Predicting automatic speech recognition performance using prosodic cues

  • Authors:
  • Diane J. Litman;Julia B. Hirschberg;Marc Swerts

  • Affiliations:
  • AT&T Labs - Research Florham Park, NJ;AT&T Labs - Research Florham Park, NJ;Center for User-System Interaction, Eindhoven, The Netherlands

  • Venue:
  • NAACL 2000 Proceedings of the 1st North American chapter of the Association for Computational Linguistics conference
  • Year:
  • 2000

Quantified Score

Hi-index 0.00

Visualization

Abstract

In spoken dialogue systems, it is important for a system to know how likely a speech recognition hypothesis is to be correct, so it can reprompt for fresh input, or, in cases where many errors have occurred, change its interaction strategy or switch the caller to a human attendant. We have discovered prosodic features which more accurately predict when a recognition hypothesis contains a word error than the acoustic confidence score thresholds traditionally used in automatic speech recognition.

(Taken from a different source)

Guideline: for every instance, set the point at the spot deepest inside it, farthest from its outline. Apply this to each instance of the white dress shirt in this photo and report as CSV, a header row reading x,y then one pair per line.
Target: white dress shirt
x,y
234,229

We present analytic results indicating that there are significant prosodic differences between correctly and incorrectly recognized turns in the TOOT train information corpus. We then present machine learning results showing how the use of prosodic features to automatically predict correct versus incorrectly recognized turns improves over the use of acoustic confidence scores alone.